In this guide we’re going to continue our discussion on how missing values can be managed. We’ve already touched upon one method which replaced every “not a number” element with either the mean, median, or mode. So we’ll expand on that a bit and then introduce a couple new methods such as global constants and data mining algorithms and then finish with when it’s appropriate to simply ignore missing data.

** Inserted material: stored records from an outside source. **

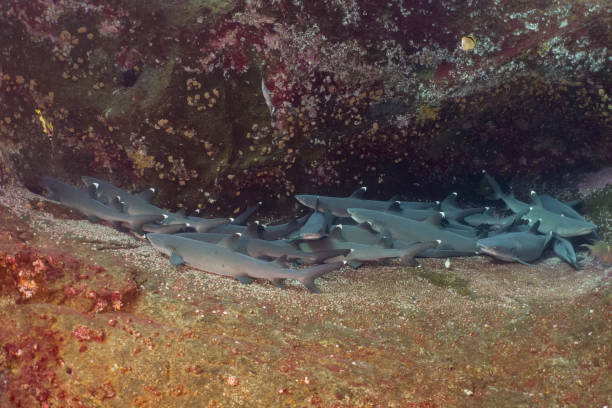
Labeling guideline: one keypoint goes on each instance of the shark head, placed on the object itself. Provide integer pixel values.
(497, 247)
(307, 200)
(160, 242)
(574, 228)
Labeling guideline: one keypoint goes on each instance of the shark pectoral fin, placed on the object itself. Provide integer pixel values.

Now, if you remember back to the last guide when we calculated the mean we used every available sample. Which in that instance worked just fine. But think about how the data frame is going to change over time as more and more data comes in. Eventually there will be hundreds if not thousands of different courses, professors and sections, so using every sample might not make as much sense. And so, calculating the mean based on relevant or similar classes might suit us better, and I’ll explain what I mean using an example. Let’s say we’re missing data for a couple different Biometry courses. It probably wouldn’t make much sense for us to include University Biology in our calculation of the mean. Not only is there a massive discrepancy in difficulty, there is also a huge difference in sample size. Because University Biology is offered much more frequently than Biometry it could potentially skew our result leading us to misinformation. So, instead the mean should be calculated by only using samples that are relevant. In our example we may only use rows containing other Biometry courses, or possibly expand it to all the rows containing five hundred level courses. Ultimately, there is no one size fits all solution because it depends on what will represent your data most accurately.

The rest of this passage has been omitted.